A desconstrução de Margarida Gautier

A DESCONSTRUÇÃO DE MARGARIDA GAUTIER
Miguel Carqueija



Resenha de “A dama das camélias”, de Alexandre Dumas Filho. W.W. Jackson Editores, Rio de Janeiro-RJ, 1963. Grandes Romances Universais, volume 2 com “A tulipa negra” de Alexandre Dumas, pai.

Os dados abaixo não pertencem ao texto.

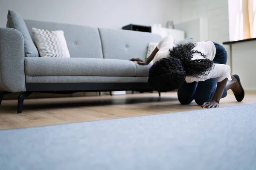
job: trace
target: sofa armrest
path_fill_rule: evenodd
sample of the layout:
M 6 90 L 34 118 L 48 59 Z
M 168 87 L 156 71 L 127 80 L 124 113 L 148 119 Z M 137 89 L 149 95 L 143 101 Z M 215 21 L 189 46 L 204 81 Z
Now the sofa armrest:
M 16 29 L 0 28 L 0 91 L 26 91 L 24 40 Z

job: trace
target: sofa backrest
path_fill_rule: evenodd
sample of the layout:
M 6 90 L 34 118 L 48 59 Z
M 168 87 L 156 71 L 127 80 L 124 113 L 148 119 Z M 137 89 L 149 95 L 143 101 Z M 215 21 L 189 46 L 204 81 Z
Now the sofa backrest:
M 145 59 L 148 43 L 158 42 L 162 39 L 159 35 L 147 32 L 102 28 L 99 31 L 105 59 Z
M 34 40 L 31 28 L 63 30 L 71 57 L 103 58 L 99 34 L 97 28 L 24 20 Z
M 161 40 L 160 35 L 122 29 L 24 20 L 33 40 L 32 27 L 63 30 L 71 57 L 129 60 L 146 57 L 149 42 Z

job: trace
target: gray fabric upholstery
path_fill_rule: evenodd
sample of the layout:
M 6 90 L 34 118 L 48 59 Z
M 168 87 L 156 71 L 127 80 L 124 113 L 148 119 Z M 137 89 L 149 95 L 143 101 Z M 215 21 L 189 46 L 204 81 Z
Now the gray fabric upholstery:
M 131 61 L 87 58 L 26 58 L 26 75 L 135 76 Z
M 158 42 L 162 39 L 159 35 L 146 32 L 106 28 L 99 30 L 105 59 L 145 59 L 148 42 Z
M 149 69 L 152 66 L 150 64 L 147 65 L 140 65 L 134 62 L 136 65 L 137 70 L 136 76 L 137 77 L 147 77 L 148 76 Z
M 24 40 L 16 29 L 0 28 L 0 91 L 25 91 Z
M 32 20 L 24 21 L 32 37 L 32 27 L 49 31 L 63 31 L 71 57 L 103 58 L 97 28 Z
M 20 32 L 23 36 L 25 56 L 29 57 L 38 57 L 38 52 L 32 41 L 28 29 L 21 16 L 17 12 L 9 10 L 7 17 L 7 26 L 8 27 L 17 30 Z
M 0 130 L 0 169 L 255 170 L 256 110 L 241 105 Z
M 147 77 L 26 76 L 26 83 L 147 82 L 148 79 Z

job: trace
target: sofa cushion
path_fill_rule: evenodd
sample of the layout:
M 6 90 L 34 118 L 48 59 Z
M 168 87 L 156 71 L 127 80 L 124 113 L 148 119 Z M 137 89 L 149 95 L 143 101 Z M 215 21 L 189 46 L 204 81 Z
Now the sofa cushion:
M 99 28 L 105 59 L 145 59 L 148 42 L 159 42 L 159 35 L 122 29 Z
M 146 66 L 144 68 L 148 70 Z M 137 69 L 136 64 L 129 60 L 87 58 L 27 57 L 25 60 L 25 73 L 26 75 L 30 76 L 135 76 Z
M 32 37 L 32 27 L 63 31 L 71 57 L 103 58 L 97 28 L 28 20 L 24 21 Z
M 7 18 L 6 25 L 7 27 L 17 29 L 20 32 L 23 36 L 25 57 L 38 57 L 38 52 L 32 41 L 29 31 L 21 16 L 14 11 L 9 10 Z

Este romance, o livro mais conhecido de Dumas Filho (que nunca obteve a mesma fama e popularidade do pai, exceto por esse romance que virou um grande clássico) segue a linha trágica que também se verifica no destino de outras mulheres em obras de Tolstoi, Flaubert, Eça de Queiroz e até no brasileiro Aloísio Azevedo.
Margarida é uma prostituta de luxo, isto é, como se dizia então, uma cortesã, acostumada com altas despesas e amantes caros. Porém Armand Duval vê nela algo mais e, depois de se ligar a Margarida (que desde o princípio já se sabe que sofre de tuberculose) acaba morando com ela numa casa de campo. São felizes até que as ligações familiares de Armand interferem.
O enredo é deprimente e triste. Margarida caminha pra a auto-destruição, pela perda da saúde mal cuidada. Armand, quando julga ter razões de queixa, trata-a com ódio e desprezo e a abandona quando ela mais precisaria dele; quando se arrepende já é muito tarde.
O livro põe bem claro o ambiente de libertinagem materialista na alta burguesia francesa, especialmente a parisiense. Armand admite francamente ao seu amigo, a quem narra a triste história, a vida canalha e ociosa que levava:
“Meu pai é o homem mais respeitável que se possa imaginar. Minha mãe, quando morreu, deixou seis mil francos de rendimento que meu pai dividiu por mim e por minha irmã no dia em que obteve o emprego que requeria; depois, quando cheguei aos vinte e um anos, juntou a esse pequeno rendimento uma pensão anual de cinco mil francos, afiançando-me que com oito mil francos podia viver excelentemente em Paris, se quisesse arranjar (sic) uma posição no fôro ou na medicina, que avolumasse ainda mais o meu rendimento. Vim para Paris, fiz o meu curso de direito, entrei na classe dos advogados e, como fazem muitos rapazes, meti o meu diploma na algibeira, e entreguei-me à vida indolente de Paris.”
E esse cretino tinha até um criado, como se dizia naquela época; os homens que serviam como empregados domésticos dos aristocratas eram muitos. Margarida também tinha a sua criada.
Até o pai de Armand acha que um cavalheiro deve ter sua amante; mas ele se opõe à ligação com Margarida por outras razões (sua ostensividade que prejudicaria o matrimônio da irmã).
Como Dumas Filho revela alguma coisa do final antes de iniciar o começo (eu não aprecio esse sistema) já se percebe facilmente que tudo se encaminha para o desastre e que não haverá o desejado “final feliz”.

Rio de Janeiro, 3 de agosto de 2017.